0800 1088888  EN

    Semen Indonesia Kembangkan Cash Pooling

    news / 21 Juli 2014

    Departemen Keuangan Group (DKG) PT Semen Indonesia (Persero) Tbk (SMI), kini telah mengimplementasikan sistem Notional Pooling. Sistem yang diterapkan sejak April 2013 melalui kerjasama dengan Bank Mandiri itu, mengoptimalisasikan pemanfaatan excess cash grup perusahaan, guna memenuhi kebutuhan dana operasional masing-masing.
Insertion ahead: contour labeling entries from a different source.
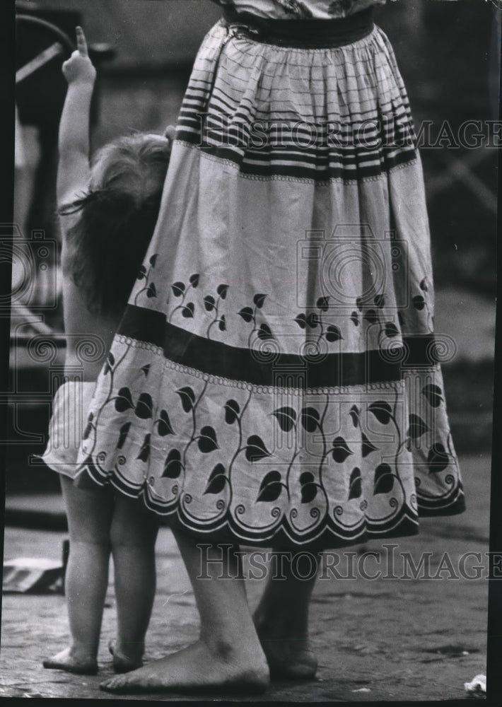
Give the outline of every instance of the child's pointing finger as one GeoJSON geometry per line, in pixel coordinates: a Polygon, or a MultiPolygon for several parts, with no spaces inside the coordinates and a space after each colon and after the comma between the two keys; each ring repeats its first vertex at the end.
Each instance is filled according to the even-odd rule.
{"type": "Polygon", "coordinates": [[[81,27],[76,28],[76,46],[81,57],[88,57],[87,42],[81,27]]]}

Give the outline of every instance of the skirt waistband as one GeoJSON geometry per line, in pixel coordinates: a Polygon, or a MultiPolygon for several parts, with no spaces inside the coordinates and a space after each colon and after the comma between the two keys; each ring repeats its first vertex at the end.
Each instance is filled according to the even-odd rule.
{"type": "Polygon", "coordinates": [[[223,8],[228,26],[238,26],[250,38],[293,49],[332,49],[352,44],[375,26],[372,8],[336,20],[267,20],[250,13],[223,8]]]}

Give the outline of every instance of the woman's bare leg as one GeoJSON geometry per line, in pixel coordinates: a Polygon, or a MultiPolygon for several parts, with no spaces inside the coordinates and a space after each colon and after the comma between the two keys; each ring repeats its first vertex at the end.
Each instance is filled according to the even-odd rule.
{"type": "Polygon", "coordinates": [[[316,554],[301,551],[279,553],[269,565],[254,619],[272,678],[309,679],[315,675],[317,660],[308,641],[308,609],[319,559],[316,554]]]}
{"type": "Polygon", "coordinates": [[[71,643],[44,660],[44,667],[69,672],[98,671],[98,648],[108,586],[110,526],[112,496],[102,489],[88,490],[61,477],[68,516],[70,554],[65,593],[71,643]]]}
{"type": "Polygon", "coordinates": [[[158,523],[140,501],[117,494],[110,530],[117,601],[117,638],[110,644],[115,672],[143,665],[145,635],[156,588],[158,523]]]}
{"type": "Polygon", "coordinates": [[[268,685],[269,670],[250,613],[240,558],[233,554],[237,547],[227,551],[228,546],[212,545],[204,555],[189,535],[179,530],[174,534],[200,614],[199,641],[114,677],[101,688],[121,693],[262,691],[268,685]],[[203,556],[209,561],[202,563],[203,556]]]}

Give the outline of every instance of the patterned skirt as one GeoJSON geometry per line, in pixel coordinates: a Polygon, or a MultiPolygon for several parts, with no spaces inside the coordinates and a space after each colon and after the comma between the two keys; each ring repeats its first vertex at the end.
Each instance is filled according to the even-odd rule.
{"type": "MultiPolygon", "coordinates": [[[[223,23],[98,381],[79,483],[205,542],[336,548],[464,510],[409,107],[374,27],[330,49],[223,23]]],[[[450,345],[451,344],[451,345],[450,345]]]]}

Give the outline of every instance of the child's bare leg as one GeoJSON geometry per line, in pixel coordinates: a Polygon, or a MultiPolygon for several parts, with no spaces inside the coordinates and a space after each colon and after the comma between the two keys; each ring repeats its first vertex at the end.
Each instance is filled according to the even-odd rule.
{"type": "Polygon", "coordinates": [[[61,484],[70,536],[65,593],[71,643],[44,660],[43,665],[93,674],[98,671],[96,658],[108,585],[112,498],[101,489],[78,489],[67,477],[62,476],[61,484]]]}
{"type": "Polygon", "coordinates": [[[110,692],[180,691],[213,689],[262,691],[269,670],[247,605],[239,558],[213,545],[202,563],[195,539],[175,531],[200,614],[199,641],[182,650],[114,677],[101,685],[110,692]],[[202,573],[207,577],[202,579],[202,573]],[[209,575],[209,576],[208,576],[209,575]],[[223,576],[227,578],[223,578],[223,576]],[[232,578],[228,578],[230,575],[232,578]]]}
{"type": "Polygon", "coordinates": [[[115,672],[143,665],[145,634],[156,588],[155,541],[158,524],[140,501],[115,498],[110,531],[117,601],[117,638],[110,644],[115,672]]]}
{"type": "Polygon", "coordinates": [[[308,679],[315,675],[317,660],[308,641],[308,607],[318,563],[317,554],[301,551],[296,556],[294,551],[278,553],[272,559],[254,615],[272,678],[308,679]]]}

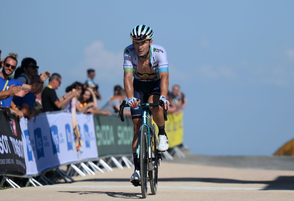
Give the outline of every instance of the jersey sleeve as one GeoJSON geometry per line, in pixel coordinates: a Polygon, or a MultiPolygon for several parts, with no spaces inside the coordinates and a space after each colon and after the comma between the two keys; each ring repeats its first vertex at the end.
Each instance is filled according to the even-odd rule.
{"type": "Polygon", "coordinates": [[[158,63],[158,72],[168,72],[168,63],[167,61],[167,55],[165,49],[161,46],[159,46],[154,50],[156,53],[156,60],[158,63]]]}
{"type": "Polygon", "coordinates": [[[22,82],[21,82],[17,80],[15,80],[15,79],[11,79],[11,80],[12,81],[12,83],[11,84],[14,84],[15,85],[15,86],[20,86],[21,87],[23,85],[24,83],[22,82]]]}
{"type": "Polygon", "coordinates": [[[123,52],[123,71],[124,72],[133,73],[133,64],[131,55],[130,50],[127,47],[123,52]]]}

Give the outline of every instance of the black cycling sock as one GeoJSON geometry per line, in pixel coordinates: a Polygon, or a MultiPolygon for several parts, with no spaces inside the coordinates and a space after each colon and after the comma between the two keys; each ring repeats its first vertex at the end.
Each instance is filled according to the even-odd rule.
{"type": "Polygon", "coordinates": [[[133,153],[133,158],[134,159],[134,165],[135,166],[135,171],[140,170],[140,164],[138,161],[138,155],[137,153],[133,153]]]}
{"type": "Polygon", "coordinates": [[[166,136],[166,133],[165,129],[165,124],[163,124],[163,126],[161,126],[157,125],[158,126],[158,135],[165,135],[166,136]]]}

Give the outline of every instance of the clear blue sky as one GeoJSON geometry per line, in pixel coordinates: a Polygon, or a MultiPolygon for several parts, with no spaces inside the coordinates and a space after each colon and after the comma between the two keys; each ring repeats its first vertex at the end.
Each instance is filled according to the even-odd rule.
{"type": "Polygon", "coordinates": [[[270,155],[294,138],[294,1],[4,1],[0,49],[60,74],[60,96],[95,68],[102,106],[123,84],[131,29],[147,24],[188,99],[191,152],[270,155]]]}

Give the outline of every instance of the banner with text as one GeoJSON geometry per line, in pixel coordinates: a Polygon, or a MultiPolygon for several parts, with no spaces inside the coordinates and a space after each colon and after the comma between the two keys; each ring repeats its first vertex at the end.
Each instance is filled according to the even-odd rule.
{"type": "Polygon", "coordinates": [[[134,126],[130,117],[122,122],[117,115],[94,116],[99,156],[131,154],[134,126]]]}
{"type": "Polygon", "coordinates": [[[76,119],[82,142],[81,147],[81,151],[78,152],[79,160],[97,158],[98,152],[96,144],[93,115],[77,114],[76,119]]]}
{"type": "Polygon", "coordinates": [[[36,119],[21,119],[26,174],[78,161],[70,113],[40,114],[36,119]]]}
{"type": "Polygon", "coordinates": [[[0,109],[0,174],[22,175],[26,164],[19,121],[0,109]]]}

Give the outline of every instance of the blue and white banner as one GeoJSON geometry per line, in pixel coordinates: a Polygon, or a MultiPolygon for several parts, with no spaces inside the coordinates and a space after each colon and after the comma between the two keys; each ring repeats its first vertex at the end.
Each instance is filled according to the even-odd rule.
{"type": "Polygon", "coordinates": [[[93,115],[77,114],[76,119],[83,142],[81,151],[78,153],[79,161],[97,158],[98,151],[93,115]]]}
{"type": "Polygon", "coordinates": [[[41,114],[26,126],[26,121],[21,127],[27,175],[78,160],[70,113],[41,114]]]}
    “Sistem ini memungkinkan anggota grup yang mengalami defisit kas operasional, dapat memanfaatkan excess cash milik anggota grup lainnya dengan cost of fund yang lebih kompetitif,” ujar Kadep Keuangan Grup SMI, Ginarko.

    Peserta sistem ini yang telah menempatkan dana adalah; Semen Indonesia, Semen Padang (SP), dan Semen Tonasa (ST). Sedangkan yang bisa memanfaatkan dana Notional Pooling adalah Varia Usaha, Swadaya Graha, UTSG, dan SGG Prima Beton. Dana grup yang dapat dikelola pada Notional Pooling tahun ini maksimal sebesar Rp 300 miliar. “Penghematan cost of fund dari pemanfaatan dan tambahan return atas penempatan dana pada Notional Pooling tahun 2014 ini secara grup diproyeksikan sekitar Rp 5,8 miliar,” lanjut Ginarko.

    Mei 2014 lalu, DKG juga turut menuntaskan pemenuhan kebutuhan pendanaan untuk proyek pabrik baru Indarung VI dan Rembang. DKG selaku koordinator aktivitas fund rising, telah melakukan proses penyediaan dan melakukan negosiasi fasilitas baik cash loan maupun non cash loan.

    Fasilitas pendanaan yang digunakan untuk pembiayaan kedua proyek tersebut cukup signifikan. Ginarko memberi gambaran, fasiiitas cash loan dan non cash
    loan proyek Indarung VI sebesar Rp 1,95 Triliun. Sedangkan fasilitas non cash loan proyek Rembang yang diberikan, senilai Rp 1,4 Triliun.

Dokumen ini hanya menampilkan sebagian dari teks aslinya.